3 The Court of Appeal dismissed Roszaidi’s appeal against conviction. As regards Roszaidi’s appeal against sentence, the Court of Appeal allowed CM 17 because it found that the evidence (a) established that Roszaidi was a mere courier within the meaning of s 33B(3)(a) of the MDA, and (b) provided a sufficient basis to think that Roszaidi could come within the ambit of s 33B(3)(b) of the MDA, so as to justify taking additional evidence (see Mohammad Azli bin Mohammad Salleh v Public Prosecutor and another appeal and other matters [2020] 1 SLR 1374 (“CA Judgment”) at [26]). Consequently, the Court of Appeal directed the parties to file additional evidence in the form of psychiatric reports prior to the hearing of CA 2. After perusing the additional evidence, the Court of Appeal observed that there were disagreements between the parties’ experts and that their reports “raise[d] as many questions as they answered” (CA Judgment at [39]). It therefore remitted the following questions to me for additional evidence to be taken pursuant to s 392(1) of the Criminal Procedure Code (Cap 68, 2012 Rev Ed):
(a) What precisely were the abnormalities of mind that Roszaidi was suffering from at the material time?

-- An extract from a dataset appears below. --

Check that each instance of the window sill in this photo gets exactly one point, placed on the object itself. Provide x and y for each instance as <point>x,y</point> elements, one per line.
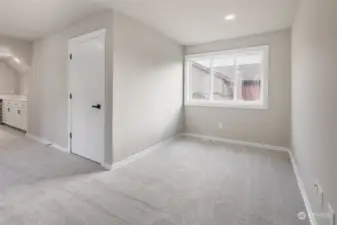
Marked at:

(b) Do the relevant abnormalities arise from a condition of arrested or retarded development of mind, or any inherent causes, and/or are they induced by disease or injury?
(c) Did the relevant abnormalities substantially impair Roszaidi’s mental responsibility for his acts and omissions?
4 These three questions mirror the three requirements that an accused must prove on a balance of probabilities in order to satisfy the exception on diminished responsibility under s 33B(3)(b) of the MDA, namely:
(a) first, the accused was suffering from an abnormality of mind;
(b) second, the abnormality of mind
(i) arose from a condition of arrested or retarded development of mind,
(ii) arose from any inherent cause, or
(iii) was induced by disease or injury; and
(c) third, the abnormality of mind substantially impaired the accused’s mental responsibility for his acts and omissions in relation to his offence (see Nagaenthran a/l K Dharmalingam v Public Prosecutor and another appeal [2019] 2 SLR 216 (“Nagaenthran”) at [21]).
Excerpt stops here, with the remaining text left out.